How does the batch size influence VRAM consumption during inference with ML models on GPUs?
A.
The batch size has no impact on VRAM consumption during inference.
B.
Increasing or decreasing the batch size has the same impact on VRAM consumption.
C.
Increasing the batch size reduces VRAM consumption because more data can be processed in parallel.
D.
Decreasing the batch size reduces VRAM consumption.
The Answer Is:
D
This question includes an explanation.
Explanation:
Batch size has a direct, proportional relationship with VRAM consumption during both training and inference: each sample in a batch requires its own memory allocation for input tensors, intermediate activations at every layer, and output tensors, all of which must reside in GPU memory simultaneously while the batch is being processed. Decreasing the batch size means fewer samples occupy memory concurrently, directly reducing peak VRAM consumption — this is precisely why reducing batch size is one of the first, most common remedies when a model run fails with an out-of-memory (OOM) error on a GPU with limited VRAM.
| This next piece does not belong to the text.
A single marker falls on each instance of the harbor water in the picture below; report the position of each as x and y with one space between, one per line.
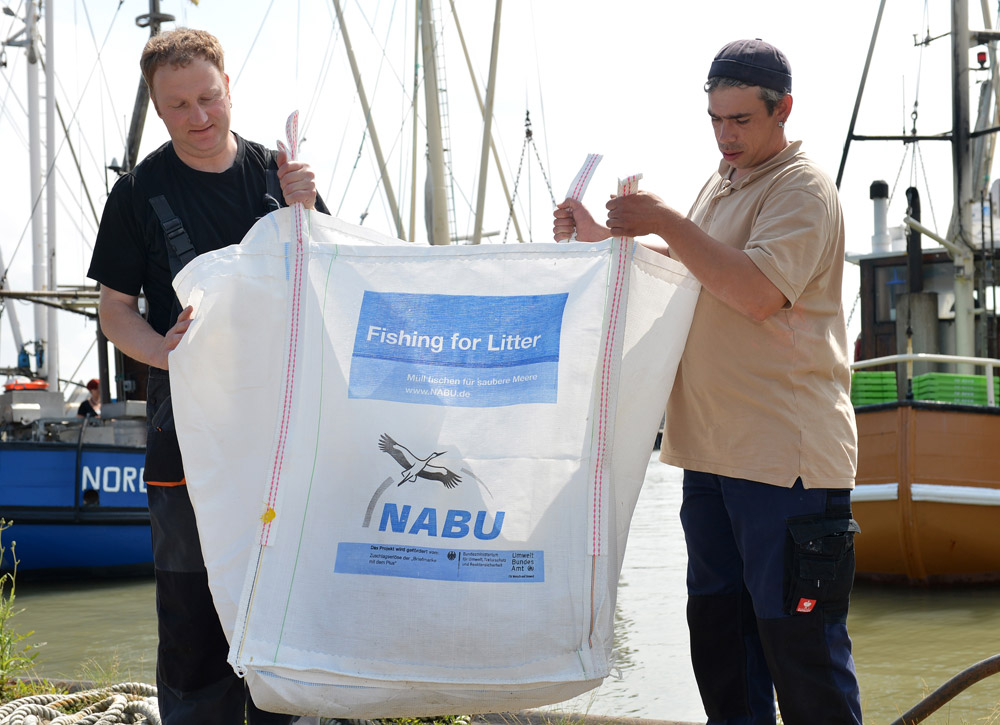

Option C states the inverse of the correct relationship and is a genuinely important misconception to correct: increasing batch size increases VRAM consumption, not decreases it — parallelism across the batch means more simultaneous memory occupancy, not less. It's true that larger batches improve GPU compute *utilization* and *throughput* (better amortizing fixed kernel-launch overhead and better exploiting parallel hardware) up to the point VRAM allows, but that throughput benefit is a separate effect from, and does not reduce, memory consumption. Options A and B both incorrectly claim batch size is memory-neutral, when it is in fact one of the most direct, easily controlled levers for managing VRAM usage — alongside model precision (quantization, mixed precision) and activation checkpointing, covered in the Performance Optimization domain elsewhere in this set.